On 20 Sep, 2013, at 20:18 , Matt Thomas <matt%3am-software.com@localhost> wrote:
> using the -mcpu= or -march will do the right thing for C and C++.
> For assembly, we have some macros to help.
> RET expand to mov pc, lr or bx lr 
> Note that earm defaults to armv5te so we get clz, blx reg, ldrd/strd,
> and a few others.
> It's one reason we have earmv{4,5,6,7}{,hf}{,eb}
> If you want earm for shark/cats/netwinder/etc use earmv4 and 
> the non-armv4 instructions will be avoided.

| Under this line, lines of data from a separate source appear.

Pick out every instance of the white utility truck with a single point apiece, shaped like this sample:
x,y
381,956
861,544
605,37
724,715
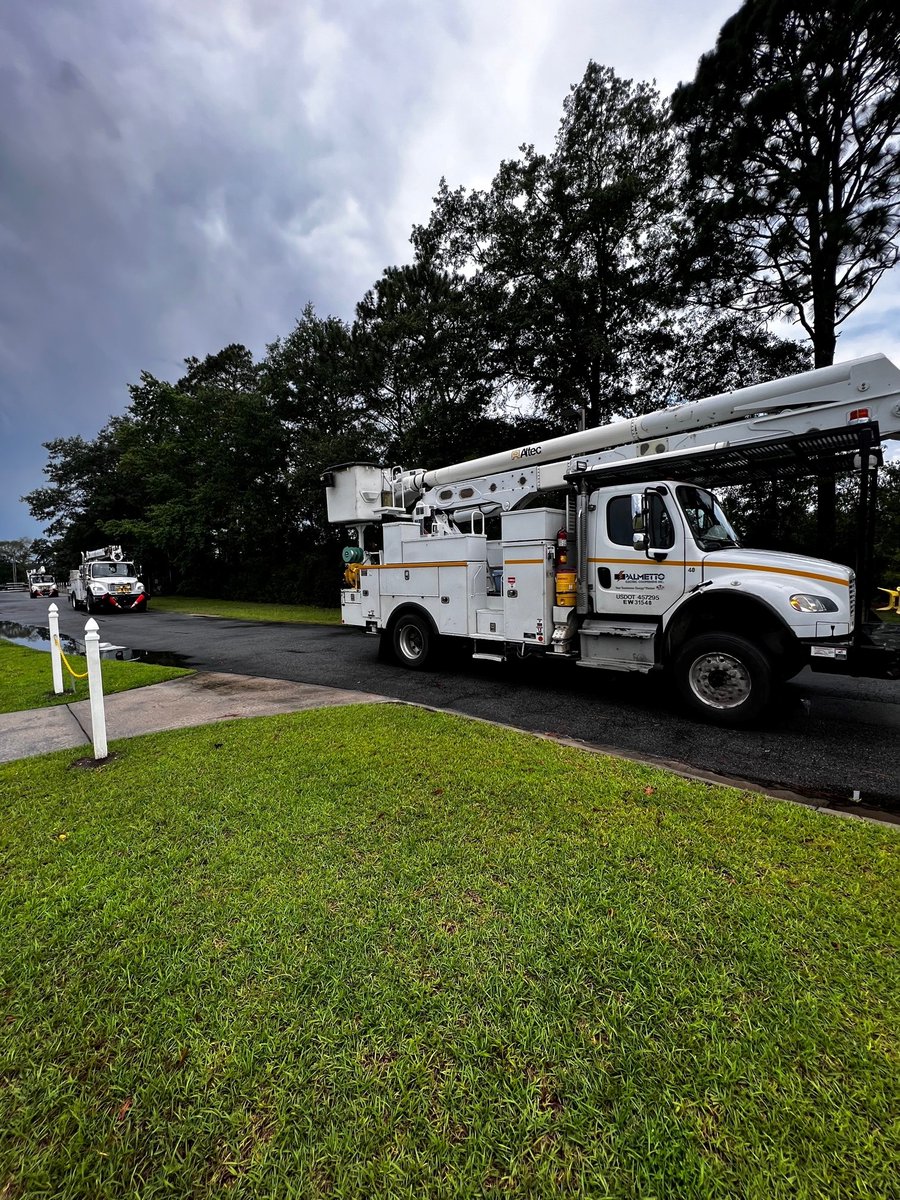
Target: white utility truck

Yes, but I've been writing inline __asm() and some short assembly
functions for a few things that are significantly improved by that,
so instructions are only avoided if I avoid them.  Using umull in a
__asm() statement requires earlyclobber constraints on the destination
registers for pre-armv6 which you wouldn't necessarily want there for
armv6 or later, while if you have a problem in assembly code for which
clz provides the answer the alternatives to that can take a whole lot
more instructions.

I think I get now that all assembly code needs to be runnable on
armv4.  Am I right that the architecture defines used in <arm/cdefs.h>
can be relied upon to tell you what the compiler is compiling for, so
that if what is required to make it run on armv4 seems offensively
expensive a nicer alternative when compiling for more modern CPUs
can be #ifdef'd in?  Also, if __builtin_clz() and __builtin_clzll() are
used in a kernel compiled for a CPU missing the instructions, are the
run-time functions it instead emits calls to available?